PASC and pre-existing conditions
Pre-existing conditions and clinical measurements were fitted to a multivariable logistic regression model of PASC, adjusted for age, sex, and disease severity (WOS>3). Clinical labs were extracted from electronic health records (EHR). Missing labs were assumed to be normal given missingness was generally for outpatients who were asymptomatic or had only mild symptoms with COVID-19. The median values of the normal lab reference range for adults from American Board of Internal Medicine were used to impute missing labs. Clinical measurements with more than 20% missingness were excluded, then imputation was done using k-nearest neighbors (kNN). A total of 113 clinical measures and labs were available for analysis.
Before fitting logistic regression models, selection for clinical variables was done using extreme gradient boosting (XGBoost)1 using R version 3.6.3 and libraries xgboost (Chen and Guestrin, 2016) (version 1.3.2.1) and caret (Kuhn, 2008) (version 6.0-86). XGBoost models were built to predict a binary PASC group, where a value of 1 suggests at least one PASC group reported (respiratory viral, neurologic, and anosmia/dysgeusia) and 0 suggests no PASC group reported. Data was split into training (80%) and test (20%) sets and upsampling was done using caret to balance the training set. Model training was done using 5-fold cross-validation, and model performances were evaluated in the test set. An XGBoost model with 16 clinical measurements and labs had the highest AUC and accuracy on the test set (AUC = 0.788, 95%CI = 0.546 - 1; accuracy = 0.786, 95%CI = 0.492 - 0.953). The 16 clinical variables combined with preexisting conditions and demographics, were then used to build logistic regression models to evaluate their associations with each of the four PASC categories and single PASCs that were reported by > 10 patients.
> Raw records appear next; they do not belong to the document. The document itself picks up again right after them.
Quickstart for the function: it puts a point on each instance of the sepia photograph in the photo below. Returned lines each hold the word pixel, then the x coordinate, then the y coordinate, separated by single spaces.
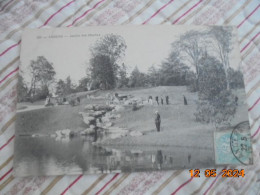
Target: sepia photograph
pixel 128 99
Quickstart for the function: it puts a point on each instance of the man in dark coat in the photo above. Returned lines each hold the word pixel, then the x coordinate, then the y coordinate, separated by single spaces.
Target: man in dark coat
pixel 157 121
pixel 185 100
pixel 157 99
pixel 167 100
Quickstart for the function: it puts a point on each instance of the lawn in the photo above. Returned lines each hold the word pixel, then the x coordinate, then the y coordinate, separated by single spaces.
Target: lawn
pixel 178 123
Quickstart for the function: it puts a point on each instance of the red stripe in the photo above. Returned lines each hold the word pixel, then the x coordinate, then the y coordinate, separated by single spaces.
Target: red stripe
pixel 85 13
pixel 182 185
pixel 10 48
pixel 257 131
pixel 6 5
pixel 187 12
pixel 75 181
pixel 107 183
pixel 249 42
pixel 47 21
pixel 158 11
pixel 248 16
pixel 213 182
pixel 9 74
pixel 6 174
pixel 7 142
pixel 254 104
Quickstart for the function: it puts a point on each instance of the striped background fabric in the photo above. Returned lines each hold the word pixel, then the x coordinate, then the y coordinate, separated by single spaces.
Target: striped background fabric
pixel 15 15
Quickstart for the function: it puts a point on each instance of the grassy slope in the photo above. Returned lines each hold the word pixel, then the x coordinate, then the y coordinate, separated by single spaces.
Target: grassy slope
pixel 178 121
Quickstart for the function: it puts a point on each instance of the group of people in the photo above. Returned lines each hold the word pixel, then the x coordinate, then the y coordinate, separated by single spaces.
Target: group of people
pixel 150 100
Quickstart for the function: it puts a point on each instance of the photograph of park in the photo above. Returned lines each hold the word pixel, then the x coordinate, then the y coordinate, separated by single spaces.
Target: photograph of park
pixel 125 99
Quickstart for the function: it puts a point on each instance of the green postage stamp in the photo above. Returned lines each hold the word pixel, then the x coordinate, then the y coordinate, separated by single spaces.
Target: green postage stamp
pixel 233 146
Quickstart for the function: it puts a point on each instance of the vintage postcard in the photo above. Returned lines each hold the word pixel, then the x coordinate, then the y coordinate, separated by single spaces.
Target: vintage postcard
pixel 130 98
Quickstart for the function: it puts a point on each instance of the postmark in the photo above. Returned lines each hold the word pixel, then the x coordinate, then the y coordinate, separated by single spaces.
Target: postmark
pixel 233 146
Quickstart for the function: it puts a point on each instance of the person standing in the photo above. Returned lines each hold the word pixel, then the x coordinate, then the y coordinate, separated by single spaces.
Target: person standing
pixel 167 100
pixel 185 100
pixel 157 121
pixel 157 100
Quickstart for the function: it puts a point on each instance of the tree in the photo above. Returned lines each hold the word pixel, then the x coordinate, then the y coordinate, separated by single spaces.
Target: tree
pixel 42 75
pixel 122 80
pixel 138 79
pixel 102 72
pixel 223 37
pixel 83 84
pixel 216 104
pixel 106 53
pixel 236 79
pixel 173 71
pixel 22 89
pixel 60 87
pixel 154 76
pixel 190 44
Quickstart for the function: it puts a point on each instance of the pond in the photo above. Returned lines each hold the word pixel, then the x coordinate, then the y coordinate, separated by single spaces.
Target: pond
pixel 77 155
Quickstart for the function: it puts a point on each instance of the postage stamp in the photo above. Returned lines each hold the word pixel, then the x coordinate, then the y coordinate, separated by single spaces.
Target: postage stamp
pixel 233 146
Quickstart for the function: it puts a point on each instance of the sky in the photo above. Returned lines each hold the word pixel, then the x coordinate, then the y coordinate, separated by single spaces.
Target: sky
pixel 68 48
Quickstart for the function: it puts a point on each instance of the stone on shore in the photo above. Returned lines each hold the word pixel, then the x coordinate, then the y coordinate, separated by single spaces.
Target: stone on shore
pixel 136 133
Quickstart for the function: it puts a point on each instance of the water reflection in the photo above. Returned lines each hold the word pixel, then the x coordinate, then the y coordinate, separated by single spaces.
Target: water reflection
pixel 47 156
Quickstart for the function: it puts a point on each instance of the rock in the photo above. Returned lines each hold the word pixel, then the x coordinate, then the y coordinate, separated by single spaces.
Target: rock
pixel 87 131
pixel 89 107
pixel 103 108
pixel 117 130
pixel 136 151
pixel 119 108
pixel 88 120
pixel 115 135
pixel 108 124
pixel 136 133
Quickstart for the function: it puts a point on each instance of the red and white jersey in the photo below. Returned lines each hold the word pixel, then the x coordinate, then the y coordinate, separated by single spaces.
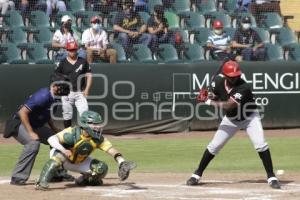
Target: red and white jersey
pixel 94 40
pixel 63 38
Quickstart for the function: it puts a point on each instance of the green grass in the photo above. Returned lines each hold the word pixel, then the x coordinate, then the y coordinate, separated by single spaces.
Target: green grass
pixel 178 155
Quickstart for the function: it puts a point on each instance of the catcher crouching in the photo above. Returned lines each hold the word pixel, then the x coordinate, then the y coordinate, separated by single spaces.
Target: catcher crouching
pixel 71 150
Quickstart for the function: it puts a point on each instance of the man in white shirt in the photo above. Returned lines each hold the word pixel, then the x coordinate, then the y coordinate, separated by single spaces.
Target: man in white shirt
pixel 95 41
pixel 64 35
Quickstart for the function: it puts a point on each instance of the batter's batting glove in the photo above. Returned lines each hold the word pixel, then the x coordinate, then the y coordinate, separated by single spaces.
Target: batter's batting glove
pixel 203 95
pixel 124 169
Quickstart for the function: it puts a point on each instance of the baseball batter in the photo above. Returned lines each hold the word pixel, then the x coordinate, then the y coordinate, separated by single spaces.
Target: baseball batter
pixel 232 93
pixel 74 68
pixel 72 147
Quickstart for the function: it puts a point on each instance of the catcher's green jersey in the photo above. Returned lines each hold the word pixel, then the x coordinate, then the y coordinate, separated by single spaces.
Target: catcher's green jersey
pixel 80 144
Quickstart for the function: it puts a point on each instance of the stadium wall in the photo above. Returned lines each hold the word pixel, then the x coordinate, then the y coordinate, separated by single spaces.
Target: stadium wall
pixel 161 98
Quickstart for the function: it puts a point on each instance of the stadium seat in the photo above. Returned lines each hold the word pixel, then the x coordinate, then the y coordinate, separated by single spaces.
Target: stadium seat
pixel 206 7
pixel 121 55
pixel 274 52
pixel 13 19
pixel 167 54
pixel 43 35
pixel 230 31
pixel 263 34
pixel 17 36
pixel 271 20
pixel 285 37
pixel 201 36
pixel 152 3
pixel 173 20
pixel 39 19
pixel 77 7
pixel 193 53
pixel 36 53
pixel 224 18
pixel 294 53
pixel 192 21
pixel 181 7
pixel 141 54
pixel 11 54
pixel 145 16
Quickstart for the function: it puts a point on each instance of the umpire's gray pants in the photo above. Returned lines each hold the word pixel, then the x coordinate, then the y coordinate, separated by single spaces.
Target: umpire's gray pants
pixel 31 148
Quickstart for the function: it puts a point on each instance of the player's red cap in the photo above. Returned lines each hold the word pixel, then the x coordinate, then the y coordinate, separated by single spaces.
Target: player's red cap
pixel 217 24
pixel 71 45
pixel 231 69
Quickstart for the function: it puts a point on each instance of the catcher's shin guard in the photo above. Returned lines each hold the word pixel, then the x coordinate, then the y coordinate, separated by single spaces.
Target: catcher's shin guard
pixel 98 168
pixel 47 173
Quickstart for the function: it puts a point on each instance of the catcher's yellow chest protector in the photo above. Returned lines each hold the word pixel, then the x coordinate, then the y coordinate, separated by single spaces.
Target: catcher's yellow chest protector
pixel 80 145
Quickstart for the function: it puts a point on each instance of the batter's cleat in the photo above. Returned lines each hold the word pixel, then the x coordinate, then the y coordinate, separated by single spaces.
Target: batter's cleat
pixel 274 183
pixel 39 186
pixel 193 180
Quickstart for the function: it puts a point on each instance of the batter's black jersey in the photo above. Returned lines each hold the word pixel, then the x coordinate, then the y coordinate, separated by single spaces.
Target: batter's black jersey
pixel 241 93
pixel 80 67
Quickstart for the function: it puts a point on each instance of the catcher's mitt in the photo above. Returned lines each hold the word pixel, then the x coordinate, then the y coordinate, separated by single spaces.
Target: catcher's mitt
pixel 124 169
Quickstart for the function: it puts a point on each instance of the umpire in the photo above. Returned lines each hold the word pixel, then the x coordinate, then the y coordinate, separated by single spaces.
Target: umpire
pixel 27 126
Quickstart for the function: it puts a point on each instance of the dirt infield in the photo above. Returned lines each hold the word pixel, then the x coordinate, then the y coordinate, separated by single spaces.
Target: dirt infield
pixel 144 186
pixel 141 186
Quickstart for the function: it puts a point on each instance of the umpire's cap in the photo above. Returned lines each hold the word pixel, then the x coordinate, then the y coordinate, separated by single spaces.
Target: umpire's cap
pixel 231 69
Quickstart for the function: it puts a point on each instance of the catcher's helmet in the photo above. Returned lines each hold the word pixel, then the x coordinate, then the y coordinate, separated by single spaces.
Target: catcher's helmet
pixel 231 69
pixel 217 24
pixel 92 122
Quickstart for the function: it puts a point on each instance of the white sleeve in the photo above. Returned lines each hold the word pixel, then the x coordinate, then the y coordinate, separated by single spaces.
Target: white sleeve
pixel 54 142
pixel 85 37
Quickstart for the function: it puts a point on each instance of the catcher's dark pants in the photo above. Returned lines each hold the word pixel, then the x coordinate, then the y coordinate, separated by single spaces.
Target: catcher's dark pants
pixel 31 148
Plasma-omic enrichment in PASC
For plasma proteomic analysis, top differentially expressed proteins (p-values < 5x10-3 in t-tests) in patients reported with a grouped PASC compared to those without were subject to Gene Ontology (GO) analysis. The only two biological process GO terms enriched for the top differential plasma proteins associated with neurological PASC are GO:0042321 (negative regulation of circadian sleep/wake cycle, sleep) and GO:0045188 (regulation of circadian sleep/wake cycle, non-REM sleep). The mean of the two plasma proteins (GHRL, ADA) that are associated with these two GO terms were used to plot Figure 1E left panel. For plasma metabolomic analysis, cortisol and cortisone were in the top three differential metabolites in patients reporting respiratory viral PASC compared to those without were selected to plot Figure 1E middle and right panels (Tables S2.1 and S2.2).
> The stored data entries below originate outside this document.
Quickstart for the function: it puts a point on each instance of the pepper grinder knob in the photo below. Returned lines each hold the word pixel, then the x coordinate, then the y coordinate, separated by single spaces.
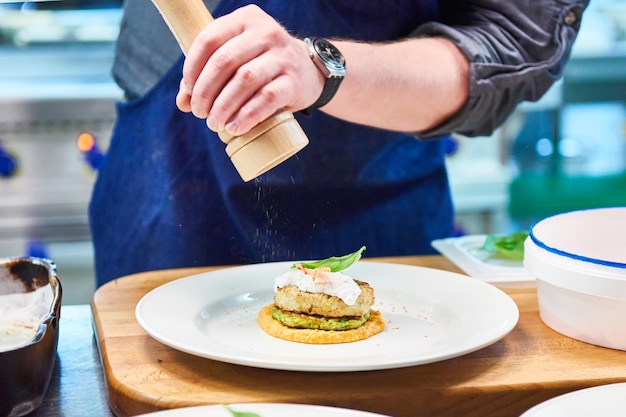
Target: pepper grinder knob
pixel 270 142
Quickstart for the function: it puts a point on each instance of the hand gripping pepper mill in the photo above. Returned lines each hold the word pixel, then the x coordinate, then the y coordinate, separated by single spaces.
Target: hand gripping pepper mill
pixel 267 144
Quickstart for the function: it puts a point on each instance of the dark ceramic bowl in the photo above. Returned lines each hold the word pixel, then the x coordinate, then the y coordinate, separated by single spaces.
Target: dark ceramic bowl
pixel 30 310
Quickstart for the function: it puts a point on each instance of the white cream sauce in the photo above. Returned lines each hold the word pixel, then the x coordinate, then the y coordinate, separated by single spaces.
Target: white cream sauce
pixel 331 283
pixel 20 316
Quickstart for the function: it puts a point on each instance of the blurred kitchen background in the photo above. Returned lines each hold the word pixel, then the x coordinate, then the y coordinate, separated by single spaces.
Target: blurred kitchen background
pixel 57 107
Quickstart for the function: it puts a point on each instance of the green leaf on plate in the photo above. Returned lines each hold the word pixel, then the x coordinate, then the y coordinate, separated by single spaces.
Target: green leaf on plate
pixel 335 263
pixel 241 413
pixel 509 246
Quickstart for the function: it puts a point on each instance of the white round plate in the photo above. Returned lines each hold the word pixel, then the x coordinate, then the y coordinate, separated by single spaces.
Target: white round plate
pixel 263 410
pixel 604 400
pixel 431 315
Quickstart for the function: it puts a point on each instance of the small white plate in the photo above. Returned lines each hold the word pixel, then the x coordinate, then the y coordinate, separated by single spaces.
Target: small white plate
pixel 263 410
pixel 431 315
pixel 604 400
pixel 466 252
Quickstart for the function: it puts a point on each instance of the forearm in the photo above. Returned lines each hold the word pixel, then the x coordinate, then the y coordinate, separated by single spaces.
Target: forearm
pixel 410 85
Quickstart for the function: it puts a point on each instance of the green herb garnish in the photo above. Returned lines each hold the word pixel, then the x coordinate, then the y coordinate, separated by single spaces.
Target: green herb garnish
pixel 509 246
pixel 335 263
pixel 241 413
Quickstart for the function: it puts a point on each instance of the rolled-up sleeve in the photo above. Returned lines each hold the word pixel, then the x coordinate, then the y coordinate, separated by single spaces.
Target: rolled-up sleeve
pixel 517 50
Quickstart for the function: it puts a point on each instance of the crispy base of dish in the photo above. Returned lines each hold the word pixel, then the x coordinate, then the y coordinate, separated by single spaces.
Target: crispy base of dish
pixel 273 327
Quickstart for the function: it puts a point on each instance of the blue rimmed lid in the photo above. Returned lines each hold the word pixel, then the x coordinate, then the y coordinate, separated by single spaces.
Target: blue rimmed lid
pixel 597 236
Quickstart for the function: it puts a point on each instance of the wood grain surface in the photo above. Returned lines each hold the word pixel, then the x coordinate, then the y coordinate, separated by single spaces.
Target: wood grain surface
pixel 530 365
PASC and viral load measurements
We performed logistic regression of PASC on binary viral load measurements, while adjusting for age, sex, and disease severity. Separate models were fitted for each viral load measurement at each time point to predict the major symptom groups (respiratory viral, neurological, gastrointestinal, and loss of sense) and symptoms reported in at least 10 patients. For EBV, samples with copies per mL greater than 50 were labeled as positive. For SARS-CoV-2 RNAemia and nasal-swab viral load measurements, samples with CT < 36 were labeled as positive. Disease severity at each timepoint was binarized by WOS>3, which characterizes hospitalized patients with respiratory support, as well as ICU admission. Estimates and their 95% Confidence Interval from multiple models were plotted using Python. Extreme estimates with p≈1 were omitted from visualization. Results from EBV viremia measurements at T2 and T3, or nasal-swab viral at T3 were removed from visualizations in Figures S1F and S1G because <10 patients exhibit positive signal at the time specified above, and so conclusions are hard to draw.
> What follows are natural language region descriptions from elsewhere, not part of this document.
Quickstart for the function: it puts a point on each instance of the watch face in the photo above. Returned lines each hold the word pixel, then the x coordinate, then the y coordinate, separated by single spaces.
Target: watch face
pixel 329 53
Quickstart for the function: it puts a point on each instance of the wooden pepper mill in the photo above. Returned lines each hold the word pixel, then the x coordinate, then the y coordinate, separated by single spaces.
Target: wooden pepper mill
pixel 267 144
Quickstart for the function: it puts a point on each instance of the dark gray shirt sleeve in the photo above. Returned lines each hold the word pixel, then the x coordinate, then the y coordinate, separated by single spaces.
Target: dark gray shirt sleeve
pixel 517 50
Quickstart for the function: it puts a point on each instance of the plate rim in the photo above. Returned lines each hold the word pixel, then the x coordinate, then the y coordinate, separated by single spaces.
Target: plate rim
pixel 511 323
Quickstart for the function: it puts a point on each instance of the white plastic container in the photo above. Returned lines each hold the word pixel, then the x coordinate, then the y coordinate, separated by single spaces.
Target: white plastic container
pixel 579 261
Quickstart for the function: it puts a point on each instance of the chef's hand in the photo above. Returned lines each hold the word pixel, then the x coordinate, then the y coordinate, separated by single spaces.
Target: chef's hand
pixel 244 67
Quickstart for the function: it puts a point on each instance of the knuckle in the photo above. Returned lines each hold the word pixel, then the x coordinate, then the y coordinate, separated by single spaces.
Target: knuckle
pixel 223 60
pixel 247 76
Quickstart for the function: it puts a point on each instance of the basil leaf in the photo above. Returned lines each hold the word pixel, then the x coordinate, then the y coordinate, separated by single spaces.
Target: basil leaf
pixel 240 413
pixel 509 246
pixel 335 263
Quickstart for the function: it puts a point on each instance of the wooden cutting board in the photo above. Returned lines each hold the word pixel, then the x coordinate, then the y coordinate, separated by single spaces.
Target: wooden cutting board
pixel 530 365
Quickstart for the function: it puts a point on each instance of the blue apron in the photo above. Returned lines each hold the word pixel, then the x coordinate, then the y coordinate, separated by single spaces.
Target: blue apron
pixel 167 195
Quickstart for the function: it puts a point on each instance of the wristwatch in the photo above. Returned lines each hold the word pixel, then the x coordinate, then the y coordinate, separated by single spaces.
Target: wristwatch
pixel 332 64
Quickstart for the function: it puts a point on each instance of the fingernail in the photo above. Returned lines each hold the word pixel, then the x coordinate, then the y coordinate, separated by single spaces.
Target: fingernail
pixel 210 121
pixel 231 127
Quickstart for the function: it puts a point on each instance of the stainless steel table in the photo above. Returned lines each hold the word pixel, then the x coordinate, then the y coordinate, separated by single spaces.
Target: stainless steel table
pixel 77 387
Antibody and PASC correlation analysis
We applied two methods for analyzing the correlations between antibodies and PASC. In the first method, the magnitude of correlations (displayed in Figures 2C and S2D) was quantified via the log2 fold change (fc) of mean antibody levels in patients with a specific PASC to the mean of those without. The fc values were used for plotting the heatmap. Statistical significance of the correlation between an antibody and a PASC was calculated using the Mann-Whitney U test. The second method involved logistic regression for modeling PASC using antibody levels, sex, age, and disease severity as covariates (Figure S2F). Coefficients (ln(odds ratio)) and p values derived from the logistic were used for plotting the heatmaps and annotating the statistical significance. Both methods used antibody levels as continuous variables.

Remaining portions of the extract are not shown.